The Gansett Lane residence is located on a restrictive corner lot set among mature plantings within walking distance of the beach. This renovation and addition has been constructed using green technology and passive solar design. Scope for the renovation included gutting the house while keeping or reusing as many elements and structure as possible. The existing house, a crumbling 1970s Sears and Roebucks kit was poorly built, but had modernist bones. Conceived for a New York artist, the final design transformed the home into a light-filled refuge of a modest size. After the town awarded an Artist's "declaration" to the owner, an accessory loft studio was built.
The palette of materials consists of subtle natural tones, including stained cedar lap siding, concrete forms, antiqued white oak, bluestone and rough hewn hand split cedar. The house is crafted so that materials both inside and outside are arranged on a grid. Together with the landscaping, a vanishing edge waterfall pond and the proposed architectural forms have been designed to relate and contrast in material, color, and texture, to form a rich experience of indoor and outdoor spaces.
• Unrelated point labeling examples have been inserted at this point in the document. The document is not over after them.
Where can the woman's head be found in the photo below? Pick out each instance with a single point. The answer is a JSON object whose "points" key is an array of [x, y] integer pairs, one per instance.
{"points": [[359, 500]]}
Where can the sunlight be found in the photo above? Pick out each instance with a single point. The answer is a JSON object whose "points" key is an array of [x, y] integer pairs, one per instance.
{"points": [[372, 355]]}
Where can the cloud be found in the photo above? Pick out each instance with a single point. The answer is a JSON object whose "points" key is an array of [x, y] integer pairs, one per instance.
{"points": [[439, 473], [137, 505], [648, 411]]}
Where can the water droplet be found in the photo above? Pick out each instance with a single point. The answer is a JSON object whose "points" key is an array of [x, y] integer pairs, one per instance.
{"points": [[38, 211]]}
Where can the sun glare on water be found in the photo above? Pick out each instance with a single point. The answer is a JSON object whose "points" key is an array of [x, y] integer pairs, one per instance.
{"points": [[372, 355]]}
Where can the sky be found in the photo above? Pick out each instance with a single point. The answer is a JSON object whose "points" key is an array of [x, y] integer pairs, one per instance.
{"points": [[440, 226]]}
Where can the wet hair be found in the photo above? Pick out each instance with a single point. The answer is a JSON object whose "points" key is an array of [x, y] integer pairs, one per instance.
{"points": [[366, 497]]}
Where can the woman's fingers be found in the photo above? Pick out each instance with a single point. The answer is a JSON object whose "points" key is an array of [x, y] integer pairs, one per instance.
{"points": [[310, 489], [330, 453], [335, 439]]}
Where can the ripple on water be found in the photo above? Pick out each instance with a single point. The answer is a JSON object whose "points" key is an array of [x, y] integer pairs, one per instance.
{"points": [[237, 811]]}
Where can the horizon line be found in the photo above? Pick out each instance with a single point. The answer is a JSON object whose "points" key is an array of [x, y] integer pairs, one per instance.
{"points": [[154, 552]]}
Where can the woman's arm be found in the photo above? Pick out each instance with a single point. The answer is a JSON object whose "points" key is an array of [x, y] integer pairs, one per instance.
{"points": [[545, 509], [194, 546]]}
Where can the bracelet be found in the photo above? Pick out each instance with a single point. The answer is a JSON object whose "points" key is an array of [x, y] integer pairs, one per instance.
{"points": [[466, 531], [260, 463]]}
The structures on the property were positioned to create several garden spaces of differing size and character while responding to solar orientation and the positions of existing mature planting.
A range of interior spaces are produced consisting of a generous double-height public space surrounded by intimate areas engaging the various adjacent garden spaces containing elements such as trellises, a pond, and pool. Design coherence is regulated by the use of a grid, which is evident in the dimensions of structural elements and interior and exterior cladding.
The client requested a modernist beach house with a large play area, a number of bedrooms and a separate artist’s studio. The design team agreed a number of goals with the client to guide the design of the project. For example, a private setting would be established with a peaceful and serene series of outdoor rooms on the corner lot. Furthermore, materials such as timber cladding and structural elements were to express their natural finishes.
In response to its context, the house references the modest scale and materiality of the mid-century houses prevalent in the community. Environmentally beneficial strategies employed in the scheme include passive solar shading, the use of advanced green technologies, and the preservation of mature trees on the site boundary to ensure visual appeal, privacy, seasonal control of sun and winds, and respecting natural habitats and biodiversity.